From ecosystem co-building to public confrontation, Huobi HTX has paid a significant business price for this. But when the partnership conflicts with user interests, the platform ultimately chose to stand by its users.

According to industry insiders, this is not the first time the platform has taken such defensive measures.

After a security incident on the FLOW network in late 2025, Huobi HTX activated its internal risk control and asset verification mechanisms, continuously collaborating with the Flow team to confirm the status of assets. It was ultimately confirmed that all user FLOW assets were intact, and related services were restored.

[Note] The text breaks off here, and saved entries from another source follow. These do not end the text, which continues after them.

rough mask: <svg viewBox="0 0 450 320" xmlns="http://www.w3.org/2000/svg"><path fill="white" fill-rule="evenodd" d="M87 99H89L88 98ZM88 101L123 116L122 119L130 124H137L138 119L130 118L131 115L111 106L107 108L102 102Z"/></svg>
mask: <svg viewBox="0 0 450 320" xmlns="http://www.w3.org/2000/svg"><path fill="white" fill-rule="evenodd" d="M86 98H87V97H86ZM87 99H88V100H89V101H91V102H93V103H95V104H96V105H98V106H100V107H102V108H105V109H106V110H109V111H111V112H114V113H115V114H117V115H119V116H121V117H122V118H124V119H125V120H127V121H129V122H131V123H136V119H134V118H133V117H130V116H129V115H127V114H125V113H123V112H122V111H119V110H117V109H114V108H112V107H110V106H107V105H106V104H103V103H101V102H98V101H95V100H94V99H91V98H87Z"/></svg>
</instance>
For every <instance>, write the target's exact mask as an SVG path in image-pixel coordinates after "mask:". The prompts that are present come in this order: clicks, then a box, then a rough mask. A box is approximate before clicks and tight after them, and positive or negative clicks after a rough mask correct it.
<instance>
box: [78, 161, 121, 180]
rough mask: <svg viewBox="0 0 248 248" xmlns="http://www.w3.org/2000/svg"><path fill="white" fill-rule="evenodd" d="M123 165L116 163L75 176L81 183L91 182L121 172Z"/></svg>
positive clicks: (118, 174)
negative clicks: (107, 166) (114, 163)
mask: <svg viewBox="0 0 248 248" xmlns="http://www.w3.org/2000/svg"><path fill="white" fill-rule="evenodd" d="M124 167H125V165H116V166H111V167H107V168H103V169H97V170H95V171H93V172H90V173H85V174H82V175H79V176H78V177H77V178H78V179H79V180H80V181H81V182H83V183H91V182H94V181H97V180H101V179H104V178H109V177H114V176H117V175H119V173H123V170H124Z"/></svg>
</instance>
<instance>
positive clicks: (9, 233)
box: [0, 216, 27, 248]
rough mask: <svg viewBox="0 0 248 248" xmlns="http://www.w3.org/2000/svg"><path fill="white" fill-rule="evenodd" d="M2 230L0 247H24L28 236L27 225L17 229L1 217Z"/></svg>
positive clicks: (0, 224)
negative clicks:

From the FLOW security incident to this WLFI freeze controversy, Huobi HTX has demonstrated a relatively stable set of risk management principles: In the face of uncontrollable systemic risks or external hegemony, the platform must serve as the last line of defense for user assets. At a time when the trust system in the crypto industry is still being rebuilt, this value choice might be more significant than the crisis management itself.

The Trump Family Enters Crypto: Opportunities and Costs for the Industry

Stepping back from the specific event, the Trump family label behind WLFI lends this controversy deeper implications for the industry. Undoubtedly, the entry of political and traditional financial giants into the crypto market is a double-edged sword of extreme sharpness.

On one edge of the blade is the crossover effect and the influx of massive capital. As a family with top-tier political influence, their involvement has brought unprecedented mainstream attention to Web3 and pushed regulatory discussions to a higher level. This "Trump effect" has accelerated the process of crypto assets entering the traditional capital field of vision, even once filling the market with expectations for a comprehensive, friendly crypto policy in the future.

However, on the other edge of the blade lies the arrogance of centralized power and the erosion of the decentralized spirit. The WLFI freeze incident reveals a dangerous signal: When traditional political and business elites enter Web3, bringing with them the hegemonic logic and "long-arm jurisdiction" thinking of Wall Street, they often lack genuine reverence for decentralization. In their view, the backdoor permissions in smart contracts are merely tools for satisfying so-called compliance reviews or suppressing dissidents. As for the asset sovereignty of ordinary users, it can be stripped away at any time. This practice of "donning the cloak of Web3 while practicing traditional financial hegemony" runs directly counter to the very purpose of the crypto industry's inception.

Indeed, over the past decade or more, the reason Web3 has attracted hundreds of millions of users globally lies in its attempt to build a trust mechanism distinct from the traditional financial system: users no longer rely on the permission of centralized institutions but truly own their assets.

As more and more political forces, traditional capital, and powerful institutions enter the crypto market, the industry is indeed facing unprecedented development opportunities. However, simultaneously, a more severe test lies before all participants: In the process of embracing compliance and mainstream adoption, can the core value consensus of decentralization still be upheld?

This is not a question that can be answered once and for all. And every incident like the WLFI one forces the industry to provide its own answer.